Here are 3 fundamental flaws in the system, and some links to help you…
1. The evidence used in Continuing Care assessments is unreliable
Continuing Healthcare assessors say that they base their funding recommendations primarily on the evidence of health needs available on paper at the time of an assessment. This evidence generally takes the form of daily care notes from the care provider.
However, generally speaking, care notes are kept to satisfy the requirements of the Care Quality Commission (CQC). Care staff have often never even heard of Continuing Healthcare, let alone understand how their often hastily scribbled end-of-the-day notes might be used in funding assessments. Some care companies even dictate what can and can’t be written in care notes. The NHS knows all this.
If the NHS is refusing someone the care funding they’re entitled to, and taking their personal assets to pay for that care, based on evidence that the NHS already knows to be unreliable, this surely constitutes fraud.
2. Ageism is alive and well in the NHS
Taking a chronically sick child to an NHS hospital or to an NHS doctor is unlikely to result in the parents being asked how much money they have. However, when an elderly person is chronically sick and needs nursing care, this is usually the first question they are asked – even when the extent of their nursing care needs is blindingly obvious.

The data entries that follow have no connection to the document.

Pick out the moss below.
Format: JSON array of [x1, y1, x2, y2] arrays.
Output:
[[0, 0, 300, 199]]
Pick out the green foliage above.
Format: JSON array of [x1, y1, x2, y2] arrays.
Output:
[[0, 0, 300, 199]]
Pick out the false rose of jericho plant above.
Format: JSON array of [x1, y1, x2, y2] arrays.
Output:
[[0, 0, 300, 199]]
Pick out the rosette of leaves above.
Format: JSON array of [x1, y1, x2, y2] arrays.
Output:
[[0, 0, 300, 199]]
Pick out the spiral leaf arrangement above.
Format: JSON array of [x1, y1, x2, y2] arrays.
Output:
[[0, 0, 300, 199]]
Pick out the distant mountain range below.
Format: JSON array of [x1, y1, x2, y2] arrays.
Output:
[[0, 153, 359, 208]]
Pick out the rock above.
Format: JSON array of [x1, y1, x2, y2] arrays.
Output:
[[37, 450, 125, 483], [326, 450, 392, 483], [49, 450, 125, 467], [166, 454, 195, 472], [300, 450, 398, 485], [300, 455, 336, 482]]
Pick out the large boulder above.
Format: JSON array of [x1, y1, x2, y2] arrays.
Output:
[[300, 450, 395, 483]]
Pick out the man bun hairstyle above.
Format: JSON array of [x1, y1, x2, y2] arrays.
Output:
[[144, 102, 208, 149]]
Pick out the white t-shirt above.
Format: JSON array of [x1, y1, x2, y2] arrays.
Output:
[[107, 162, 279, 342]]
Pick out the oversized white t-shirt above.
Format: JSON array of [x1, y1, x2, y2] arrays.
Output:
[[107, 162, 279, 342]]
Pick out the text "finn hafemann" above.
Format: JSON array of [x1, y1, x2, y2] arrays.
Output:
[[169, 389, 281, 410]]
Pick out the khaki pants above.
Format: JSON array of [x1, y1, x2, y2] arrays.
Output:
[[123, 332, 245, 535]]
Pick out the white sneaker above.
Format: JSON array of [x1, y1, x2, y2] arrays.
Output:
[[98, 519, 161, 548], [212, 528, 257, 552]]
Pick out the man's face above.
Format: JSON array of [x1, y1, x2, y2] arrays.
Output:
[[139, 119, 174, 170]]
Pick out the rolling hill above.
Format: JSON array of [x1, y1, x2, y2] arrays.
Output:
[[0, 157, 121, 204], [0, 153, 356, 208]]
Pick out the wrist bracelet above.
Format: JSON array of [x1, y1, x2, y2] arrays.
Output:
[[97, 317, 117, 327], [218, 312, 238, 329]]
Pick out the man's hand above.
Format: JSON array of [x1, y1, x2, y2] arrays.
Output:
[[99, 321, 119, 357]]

Healthcare and nursing care in the UK are free, in law – unless you’re old, that is. When you get old, ageism in the NHS rears its very ugly head and a convoluted web of funding ‘assessments’ comes into play, carefully designed so that elderly people end up wrongly charged for care that the state should provide.
What’s even worse is that the notion of paying for care when we get older has become so engrained in our thinking (thanks to the health and social care authorities and the press telling us this) that few people realise the whole principle of paying for care is flawed.
3. NHS assessors and employees fail to comply with the law
The phrase ‘ignorance of the law is no defence’ is often quoted in legal matters. It’s interesting to observe, however, that health social care professionals and NHS funding assessors not only often seem unaware of the law but also seem to routinely ignore it – with seeming impunity.
For example, many fail to abide by the Mental Capacity Act and fail to carry out essential Mental Capacity Assessments. When this happens, vulnerable older people can find themselves in high-risk situations. Many NHS assessors seem ignorant of healthcare law and that healthcare and nursing care are free of charge in the UK – no matter how old someone is. Others admit they’ve never read the National Framework guidelines and/or have never heard of the landmark Coughlan case. Others twist the funding guidelines to suit their own budgetary agendas, instead of providing the state healthcare available to all.
Despite these fundamental problems, over 50,000 people do receive NHS Continuing Healthcare funding – but it’s clear to many people that many tens of thousands more should be receiving it. It can take determination and stamina to pursue the funding, and the better informed you are the easier it will be.